@trung, are you using Spark enrichment or Hadoop? We have switched to Spark starting from R89 release. The Spark framework differs from Hadoop in that it does most of the processing in memory while Hadoop relies on writing temp data to HDFS. Thus, Spark is more productive as it eliminates “costly” writing to the disk.
In other words, for Spark configuration, you would want to use instances like r4 that comes with a higher volume of memory. This, however, is not enough for high volume data processing. Spark requires tuning to ensure the resources are used to their maximum (not idle unnecessarily).

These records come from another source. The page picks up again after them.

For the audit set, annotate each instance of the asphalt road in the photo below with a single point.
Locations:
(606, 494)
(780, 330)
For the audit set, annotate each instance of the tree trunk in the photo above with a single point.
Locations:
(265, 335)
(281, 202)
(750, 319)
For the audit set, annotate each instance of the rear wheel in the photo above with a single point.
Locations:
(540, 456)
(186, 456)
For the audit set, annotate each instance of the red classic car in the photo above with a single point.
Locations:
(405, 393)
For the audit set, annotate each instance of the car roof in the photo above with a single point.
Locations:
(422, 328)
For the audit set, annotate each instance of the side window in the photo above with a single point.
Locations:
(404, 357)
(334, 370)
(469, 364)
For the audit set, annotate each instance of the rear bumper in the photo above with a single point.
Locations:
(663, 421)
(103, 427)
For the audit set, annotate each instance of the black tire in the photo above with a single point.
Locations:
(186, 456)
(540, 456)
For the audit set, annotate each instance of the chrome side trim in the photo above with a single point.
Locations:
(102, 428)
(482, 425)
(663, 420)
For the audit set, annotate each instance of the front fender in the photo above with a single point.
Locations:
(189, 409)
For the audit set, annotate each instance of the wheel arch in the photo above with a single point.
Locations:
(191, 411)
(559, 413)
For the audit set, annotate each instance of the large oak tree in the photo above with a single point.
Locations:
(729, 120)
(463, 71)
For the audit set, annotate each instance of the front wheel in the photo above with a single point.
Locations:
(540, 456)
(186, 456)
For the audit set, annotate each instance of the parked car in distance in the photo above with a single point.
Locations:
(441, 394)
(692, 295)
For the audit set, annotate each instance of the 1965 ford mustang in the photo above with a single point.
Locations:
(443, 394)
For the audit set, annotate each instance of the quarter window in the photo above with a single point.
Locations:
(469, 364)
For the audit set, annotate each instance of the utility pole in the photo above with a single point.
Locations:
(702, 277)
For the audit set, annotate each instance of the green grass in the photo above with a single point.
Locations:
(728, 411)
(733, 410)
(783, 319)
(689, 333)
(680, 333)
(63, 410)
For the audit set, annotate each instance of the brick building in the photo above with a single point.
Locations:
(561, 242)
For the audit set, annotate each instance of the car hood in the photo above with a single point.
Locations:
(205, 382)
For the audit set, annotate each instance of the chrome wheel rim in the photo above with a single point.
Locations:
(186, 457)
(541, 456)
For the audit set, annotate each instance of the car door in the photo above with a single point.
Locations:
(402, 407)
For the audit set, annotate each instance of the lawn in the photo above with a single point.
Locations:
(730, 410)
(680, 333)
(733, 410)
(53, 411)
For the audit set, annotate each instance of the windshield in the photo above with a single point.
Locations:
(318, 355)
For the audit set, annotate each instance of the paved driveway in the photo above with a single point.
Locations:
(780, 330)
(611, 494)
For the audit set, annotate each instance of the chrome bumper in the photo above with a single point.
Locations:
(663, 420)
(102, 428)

It’s hard to know for sure what the best configuration would be just knowing the volume of events. No event is the same; lots depends on the volume and complexity of self-describing events. We have a rough correlation between the size of enriched files and the EMR cluster/Spark configuration. If you provide what the typical payload size of compresed/uncompressed files is we can provide a better-adjusted configuration.
For now, if we simply replace your 2x c4.large for 1x r4.xlarge the Spark configuration will be as below
Then you are probably already using Spark Enrich (from version 1.9.0) and thus can try the config I provided earlier. You can also let us know the typical size of enriched files per ETL process and we can adjust the Spark configuration accordingly. Though, I already gave you all the info you need earlier.